![Notes for Week 3](/assets/img/machine_learning/logistic_regression.jpg)
Notes for Week 3
这篇文章是我对Coursera上的课程Machine Learning 的总结,第三周的内容。该课程由著名的机器学习专家Andrew Ng授课,是非常适合入门机器学习的课程。
Notes for Week 3
@(读书笔记)[Machine Learning]
Classification
- 2-Class Classification
[y \in {0, 1}]
0: “negative class” 1: “positive class”
- Why not linear regression ?
- You might be lucky for some dataset, while for the most of the time linear regression isn’t fit well.
- $h_\theta(x) < 0 \space or \space h_\theta(x) > 1$ while $y \in {0, 1}$
- Logistic Regression
[0 \leq h_\theta(x) \leq 1]
[h_\theta(x) = g(\theta^Tx)]
[g(\theta^Tx) = \frac{1}{1 + e^{-\theta^Tx}}]
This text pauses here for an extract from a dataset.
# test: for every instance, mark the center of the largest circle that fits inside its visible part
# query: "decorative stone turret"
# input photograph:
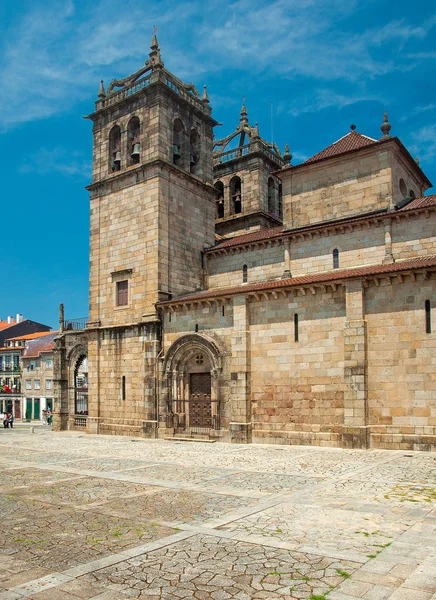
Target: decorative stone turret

- We interpretate $ h_\theta(x) $ as follow:
- $ h_\theta(x) $ = estimated probability that y = 1 on input x.
-
The same as $h_\theta(x) = P(y = 1 \theta; x)$: probability that y = 1, given x, parameterized by $\theta$.
- Decision Boundary
- Suppose predict “$ y = 1 $” if $ h_\theta(x) \geq 0.5 $ or $ \theta^Tx \geq 0 $.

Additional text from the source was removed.